Add Don Dodge to the list of people who have swooned over the concept of a specific reader for a newspaper to the point where they just don't get it - he says this in response to Scoble, who had the same questions I did:
Newspapers and magazines have very powerful brands. Part of that brand is the look and feel or presentation of the information. The layout, the font, the headlines, and the advertising are all part of the reading experience. The newspapers and magazines want to replicate the news reading experience on line. Sorry Robert, but you can't do that with an RSS reader.
These News Readers will download the whole newspaper or magazine to your laptop or PDA within a couple minutes. Then you can read it at your leisure on the plane, bus, taxi, or where ever you are. No need for an Internet connection, and no need to scroll through hundreds of individual RSS feeds.

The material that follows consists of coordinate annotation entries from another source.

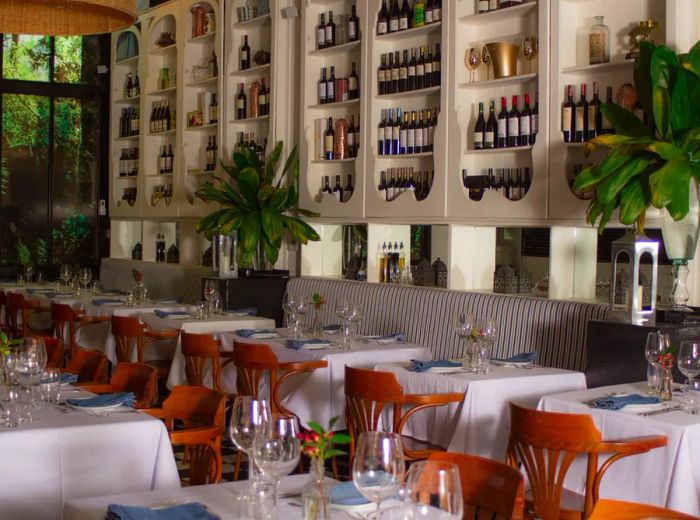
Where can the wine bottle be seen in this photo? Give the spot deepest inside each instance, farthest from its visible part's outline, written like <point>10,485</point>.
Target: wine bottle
<point>491,127</point>
<point>581,119</point>
<point>568,114</point>
<point>321,32</point>
<point>241,103</point>
<point>328,141</point>
<point>514,123</point>
<point>480,128</point>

That's true. The trouble is, it doesn't matter, either. With an RSS reader or a web browser, I can read any news content I want, anywhere. With this reader, I can read the content for exactly one newspaper, period. What if I think to myself "well, that's what the Times thinks; I wonder what the WaPo has on it?" In Don Dodge's world, I download a second reader (and another for every paper I ever want to read). In mine, I use a single piece of software.
If the people behind this want a snowball's chance in heck of getting anywhere, then they'll need to define a common format that works across newspapers, and support it. They'll also have to figure out how to support that software, and convince people to use it instead of the tools they already have. Gee, there are even two formats out there that do this already; go figure.
Pretty doesn't matter here, as Matthew Ingram noted.